I put out the call for the top 1% who’ve managed to make it work and have seen real impact. Enter Hamish Grant and the GTM engineering team at SafetyCulture. They’re a global platform that helps frontline teams find a better way to work.
The business is a quiet juggernaut with more than two million users. Last year they brought in 500,000 free team signups, 90% of which came in organically through SafetyCulture’s epic checklist library. Before you get jealous of this funnel, consider how hard it is to cover with people: free signups come from 180 countries, initial buyers aren’t technical, and the product serves everyone from SMBs to some of the largest global companies.
That’s where AI comes into play. The impact so far: near-100% lead enrichment coverage, 2x increase in opportunities created, 3x increase in meeting booking rates from AI-powered outbound, and a 10% lift in feature adoption.
Keep reading to find out what they did, and how you can steal their AI agent workflows.

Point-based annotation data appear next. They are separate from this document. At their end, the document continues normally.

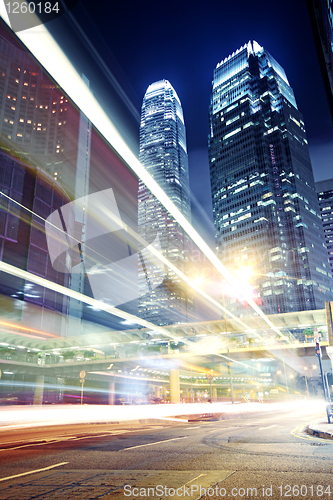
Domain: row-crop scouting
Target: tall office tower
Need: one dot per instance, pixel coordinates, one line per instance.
(36, 119)
(325, 197)
(163, 153)
(266, 211)
(321, 16)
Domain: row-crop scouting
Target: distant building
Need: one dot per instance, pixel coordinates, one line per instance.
(325, 197)
(266, 211)
(163, 153)
(321, 15)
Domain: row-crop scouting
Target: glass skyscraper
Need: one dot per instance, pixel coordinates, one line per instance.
(163, 153)
(325, 197)
(266, 212)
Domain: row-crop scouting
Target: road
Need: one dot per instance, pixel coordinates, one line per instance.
(264, 456)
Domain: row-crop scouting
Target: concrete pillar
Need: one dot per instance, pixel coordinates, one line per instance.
(174, 386)
(39, 390)
(111, 393)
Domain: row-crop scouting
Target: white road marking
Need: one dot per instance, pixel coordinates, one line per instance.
(33, 471)
(152, 444)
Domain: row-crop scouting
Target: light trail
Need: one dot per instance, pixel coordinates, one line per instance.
(41, 44)
(153, 250)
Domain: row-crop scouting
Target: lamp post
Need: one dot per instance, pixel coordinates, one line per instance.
(229, 367)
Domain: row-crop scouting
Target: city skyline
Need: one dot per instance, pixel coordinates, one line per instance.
(122, 61)
(163, 153)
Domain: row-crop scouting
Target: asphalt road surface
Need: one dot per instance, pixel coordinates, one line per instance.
(265, 456)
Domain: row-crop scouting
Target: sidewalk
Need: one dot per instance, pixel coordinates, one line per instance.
(320, 428)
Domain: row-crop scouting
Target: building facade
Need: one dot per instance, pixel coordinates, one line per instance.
(36, 119)
(163, 153)
(325, 198)
(266, 212)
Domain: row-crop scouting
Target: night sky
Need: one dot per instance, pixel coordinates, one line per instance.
(141, 42)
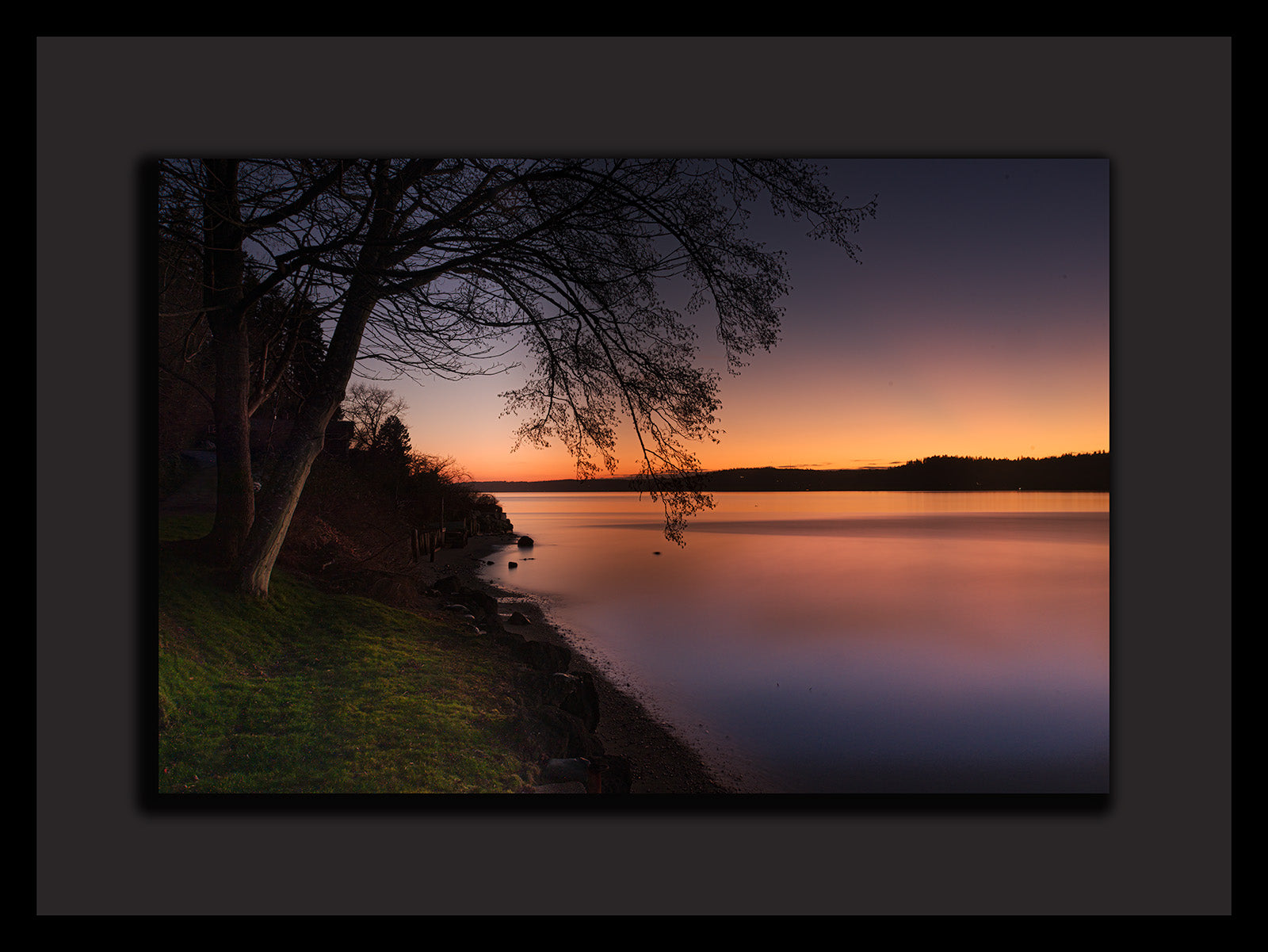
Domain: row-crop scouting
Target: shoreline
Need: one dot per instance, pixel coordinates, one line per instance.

👋 Hi, it’s Kyle Poyar and welcome to Growth Unhinged, my weekly newsletter exploring the hidden playbooks behind the fastest-growing startups.
AI agent 1: AI-powered lead enrichment
SafetyCulture’s customers literally come from everywhere, but tend to be in industries that aren’t traditional technology buyers like manufacturing, retail, transportation, construction, and even mining. Depending on a single enrichment platform left gaps: data was incomplete, patchy, and quickly outdated.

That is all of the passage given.